The spreads shown here capture how such upward-facing sketches and linotypes span the book's twelve chapters, which move from detailed explanations of the five orders to arguments for the preference of Classical architecture over modern architecture and its relevance in the time of climate change. Moving from the study of proportions and Classical elements to a way of building that could save the world is a bit of a long walk, but it's an enjoyable one nevertheless, thanks to Terry's fairly casual writing style and his reliance on drawings, which appear to take up more of the book's pages than the text. Therein lies Terry's motives for writing a book for laypeople: more clients demanding Classical architecture are needed for traditional building and design to supplant modern architecture this century. He writes on page 193: "When I started working with Raymond Erith there were about two or three other serious Classical architects practicing, but now there are probably over fifty in England and many more in America. The credit for this goes not to the architects but to many laymen who request that their new house or offices should look similar to buildings they admire from previous centuries."
A discussion that stands out to me in the four chapters on the five Orders (he puts Corinthian and Composite together in one chapter) is the author's detailed analysis of modillions. Found mainly in Ionic, Corinthian, and Composite Orders, modillions are projections on the underside of the cornice that often alternate with recessed coffers. The spacing of the modillions has to relate to the column below it as well as to any changes of direction of the cornice, which can be seen most dramatically in the drawing and photograph below depicting Terry's design for Baker Street, London, in 1998. Later in the book, in a chapter on Baroque architecture, the author sketches a church in Rome that features modillions and coffers that are "correct" in elevation but not in plan, pointing out what the architect (Carlo Rainaldi) could have done to make it more successful. Within his commentary is the unwritten assertion that the success of Classical architecture is dependent upon a detail as small as modillions and how they fit into the arrangement and articulation of other elements, each one depending on the other and therefore fitting into a whole — ideally a correct and pleasing whole. Unfortunately, this attention to detail does not extend to the labeling of the drawings in the book, where arrows and dotted lines in red get lost atop the sketches and — especially — the linotypes, making them unnecessarily hard to read.

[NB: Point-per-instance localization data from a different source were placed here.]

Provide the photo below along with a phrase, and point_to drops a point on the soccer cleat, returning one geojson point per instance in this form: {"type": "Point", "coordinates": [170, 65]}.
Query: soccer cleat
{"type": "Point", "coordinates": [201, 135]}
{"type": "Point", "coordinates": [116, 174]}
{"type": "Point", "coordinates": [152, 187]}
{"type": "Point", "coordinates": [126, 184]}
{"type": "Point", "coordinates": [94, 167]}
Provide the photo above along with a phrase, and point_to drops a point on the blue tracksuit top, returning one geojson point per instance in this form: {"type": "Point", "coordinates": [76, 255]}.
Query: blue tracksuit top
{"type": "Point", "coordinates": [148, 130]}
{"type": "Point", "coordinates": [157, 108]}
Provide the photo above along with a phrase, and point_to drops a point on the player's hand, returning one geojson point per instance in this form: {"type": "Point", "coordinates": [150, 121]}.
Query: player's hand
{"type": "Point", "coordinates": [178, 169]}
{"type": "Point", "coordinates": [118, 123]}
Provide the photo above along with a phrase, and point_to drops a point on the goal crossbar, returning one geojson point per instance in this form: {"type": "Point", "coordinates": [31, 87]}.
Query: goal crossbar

Near the end of the book are two chapters that address the relevance of Classical architecture more than 2,100 years after the Pantheon was built in Rome: "Appropriate Materials and Construction for Buildings that Will Endure for Centuries" and "Classical Architecture as the Hallmark of its Time and Place." With climate change and sustainability being tantamount concerns now — especially in regard to the embodied energy and carbon in existing buildings — I find myself agreeing with the former: cheap, "disposable" buildings that cannot be recycled should not be built. But should buildings that last centuries be Classical? Must they be Classical? I have a hard time saying yes to those questions, since modern and contemporary architecture is full of examples of buildings that depart from Classicism but take a similar approach in terms of a smaller scale and load-bearing construction and materials. (Think Kahn, Wang Shu, Zumthor, etc.) If modillions express the good of Classical architecture, for Terry the expansion joint embodies the bad of modern architecture. Eliminating expansion joints, though far from likely, would force all architects to create buildings less reliant on unsustainable materials and assemblies. But "green" equalling Classical is open to debate — one I'm guessing Terry would be up for.